Speaker: Jay Yang (Chicago)

“The addition of low-dose TKI to asciminib was feasible and safe in patients who failed to achieve deep molecular remission. Combination therapy improved responses in 66% of patients.”– Jay Yang

Key points: 

• Strong frontline activity with asciminib: Asciminib monotherapy continued to generate rapid and deep molecular responses, with 42% of patients achieving MR4 at 12 months. Responses continued to deepen over time, supporting the growing body of evidence for asciminib as an effective frontline therapy.
• Combination therapy for suboptimal responders: Patients with treatment failure, warning responses, or insufficient molecular depth were offered low-dose TKI therapy in addition to asciminib. This strategy aimed to overcome residual disease and further enhance molecular responses.
• Improved molecular responses in most patients: Two-thirds of patients receiving combination therapy achieved improved molecular responses after the addition of low-dose dasatinib.
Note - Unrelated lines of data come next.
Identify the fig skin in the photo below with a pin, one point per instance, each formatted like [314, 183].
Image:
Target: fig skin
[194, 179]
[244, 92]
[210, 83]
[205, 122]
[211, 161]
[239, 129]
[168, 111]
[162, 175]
Importantly, no patient experienced deterioration of their molecular response following treatment intensification.
• Potential to increase deep remission rates: Both patients who entered the study arm because they had not achieved MR4.5 after two years of asciminib subsequently reached MR4.5 after low-dose TKI addition. These findings suggest a possible role for combination therapy in expanding future TFR eligibility.
• Favourable safety profile maintained: Combination treatment was generally well tolerated, with most adverse events being mild. No cardiovascular events, thrombotic complications, pleural effusions, or QT prolongation signals were observed during follow-up.
• Promising strategy requiring longer follow-up: Although patient numbers remain small and follow-up is relatively short, the results provide early evidence that asciminib-based combination therapy may benefit patients with slower or suboptimal molecular responses.

Presentation 5: 

ENABLE: Updated efficacy and safety results of ELVN-001, a novel selective ATP-competitive inhibitor of BCR::ABL1 in patients with previously treated CP-CML

Speaker: Dennis Kim (Toronto)

“Encouraging MMR rates were observed even in heavily pre-treated patients and after asciminib failure.” – Dennis Kim

Key points: 

• Highly selective next-generation inhibitor: ELVN-001 is a highly selective ATP-competitive inhibitor of BCR::ABL1 that minimizes off-target kinase inhibition. Its unique binding properties may help reduce toxicities associated with currently available TKIs and offer activity against several resistance mutations, including those emerging after allosteric inhibition.
• Favourable safety and tolerability profile: Longer-term follow-up confirmed a favourable safety profile, with only around 6% of patients discontinuing treatment because of adverse events. Rates of arterial occlusive events were low, and no new safety concerns emerged despite treatment in a heavily pre-treated population.
• Encouraging efficacy in heavily pre-treated patients: Among patients who had not achieved MMR prior to ELVN-001 treatment, 48% attained MMR, while all patients who entered the study with MMR maintained their response. Responses occurred rapidly, with many patients achieving MMR within the first 24 weeks of therapy.
• Deep molecular responses continued to develop: At week 24, approximately 30% of patients receiving the biologically active 80 mg once-daily dose achieved MR4. Molecular responses were either maintained or improved over time, with no evidence of worsening response during treatment.
• Activity after asciminib failure: ELVN-001 demonstrated clinically meaningful activity in patients previously treated with asciminib. MMR rates reached 67% in patients who had failed asciminib after one or two prior lines of therapy and remained approximately 33% even in patients who had received asciminib in later treatment lines.
• Advancing towards Phase 3 development: Based on safety, pharmacokinetic and pharmacodynamic analyses, 80 mg once daily was selected as the optimal biological dose. The pivotal Phase 3 ENABLE-2 study is expected to begin in the second half of 2026.